New Jersey Crackdown On Illegal Internet Sports Betting

Jun 30, 2010
Crime family involved in $2.2 billion sports betting ring In New Jersey, thirty five suspects pleaded not guilty Monday to charges of racketeering and operating a multi-billion dollar offshore gambling ring, reports Associated Press. The son of a Philadelphia mob figure and two men believed to head the New York-based Lucchese crime family were among those cited in the indictments, which focused on a gambling operation that allegedly processed $2.2 billion in wagers over a 15-month period and was run by the Lucchese family in New Jersey. Investigators claim that a percentage of the profits were paid as tribute to New York crime families.
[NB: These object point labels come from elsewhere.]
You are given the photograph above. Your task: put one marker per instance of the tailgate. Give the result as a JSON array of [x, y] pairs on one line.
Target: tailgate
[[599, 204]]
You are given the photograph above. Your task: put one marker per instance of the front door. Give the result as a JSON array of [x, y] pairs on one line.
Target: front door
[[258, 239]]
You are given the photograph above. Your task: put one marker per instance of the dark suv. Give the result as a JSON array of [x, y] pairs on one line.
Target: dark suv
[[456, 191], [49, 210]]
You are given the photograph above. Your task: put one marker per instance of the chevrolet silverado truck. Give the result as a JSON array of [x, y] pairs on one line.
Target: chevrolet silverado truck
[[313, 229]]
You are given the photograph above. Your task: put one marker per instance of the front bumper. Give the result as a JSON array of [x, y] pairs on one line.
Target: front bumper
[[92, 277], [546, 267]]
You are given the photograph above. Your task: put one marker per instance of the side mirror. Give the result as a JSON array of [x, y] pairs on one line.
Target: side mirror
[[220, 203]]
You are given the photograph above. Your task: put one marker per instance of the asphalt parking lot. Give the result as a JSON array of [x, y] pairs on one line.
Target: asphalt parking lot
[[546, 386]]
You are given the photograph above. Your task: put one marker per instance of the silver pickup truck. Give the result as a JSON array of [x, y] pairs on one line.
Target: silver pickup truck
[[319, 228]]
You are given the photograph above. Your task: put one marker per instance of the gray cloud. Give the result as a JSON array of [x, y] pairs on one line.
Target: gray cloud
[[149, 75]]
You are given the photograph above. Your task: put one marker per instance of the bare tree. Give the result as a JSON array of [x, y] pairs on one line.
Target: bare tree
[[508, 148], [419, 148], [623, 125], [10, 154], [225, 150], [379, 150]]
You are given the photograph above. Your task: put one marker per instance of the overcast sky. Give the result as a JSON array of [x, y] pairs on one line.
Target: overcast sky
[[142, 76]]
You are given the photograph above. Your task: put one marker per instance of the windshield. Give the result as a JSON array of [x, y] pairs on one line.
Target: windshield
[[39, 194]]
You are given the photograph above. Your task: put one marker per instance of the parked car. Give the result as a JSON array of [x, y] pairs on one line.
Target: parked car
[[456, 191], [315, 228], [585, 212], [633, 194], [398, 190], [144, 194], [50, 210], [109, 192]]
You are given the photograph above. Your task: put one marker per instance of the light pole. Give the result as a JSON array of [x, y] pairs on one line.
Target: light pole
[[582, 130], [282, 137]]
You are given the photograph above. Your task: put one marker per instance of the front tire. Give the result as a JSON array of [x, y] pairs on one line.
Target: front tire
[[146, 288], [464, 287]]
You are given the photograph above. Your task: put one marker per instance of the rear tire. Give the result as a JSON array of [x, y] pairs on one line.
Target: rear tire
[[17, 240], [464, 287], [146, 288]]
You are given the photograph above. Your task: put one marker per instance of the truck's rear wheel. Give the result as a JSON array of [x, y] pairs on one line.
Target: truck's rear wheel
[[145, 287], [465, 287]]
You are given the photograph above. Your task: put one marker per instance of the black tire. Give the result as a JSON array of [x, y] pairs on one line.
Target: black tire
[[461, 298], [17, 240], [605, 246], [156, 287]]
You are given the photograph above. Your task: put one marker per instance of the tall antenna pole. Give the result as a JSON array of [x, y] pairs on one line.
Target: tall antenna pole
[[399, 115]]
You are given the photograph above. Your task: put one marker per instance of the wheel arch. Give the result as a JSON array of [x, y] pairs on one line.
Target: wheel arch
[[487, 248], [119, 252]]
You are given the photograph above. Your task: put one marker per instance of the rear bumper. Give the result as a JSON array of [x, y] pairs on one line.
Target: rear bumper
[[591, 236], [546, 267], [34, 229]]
Bets were recorded and processed using password-protected Web sites and a wire room operation in Costa Rica, according to prosecutors. One gambler bet more than $2 million in a two-month period, they said. Though prosecutors do not consider him the highest-ranking crime family member arrested in the sweep, Nicodemo Scarfo Jr. (45) carried the highest name recognition into court in Monday. His father, Nicodemo "Little Nicky" Scarfo, is serving a life term for running the Philadelphia-Atlantic City mob in the 1980s. Among Scarfo's co-defendants are Matthew Madonna of Selden, N.Y., and Joseph DiNapoli of Scarsdale, N.Y., whom prosecutors say were part of a three-man ruling panel that controlled the Lucchese family's criminal activities from New York. First Scarfo and then Ralph Perna of Wyckoff, in northern New Jersey, ran the family's operations in New Jersey, prosecutors allege. Monday's proceeding was perfunctory, with each defendant entering a plea and waiving the reading of the charges.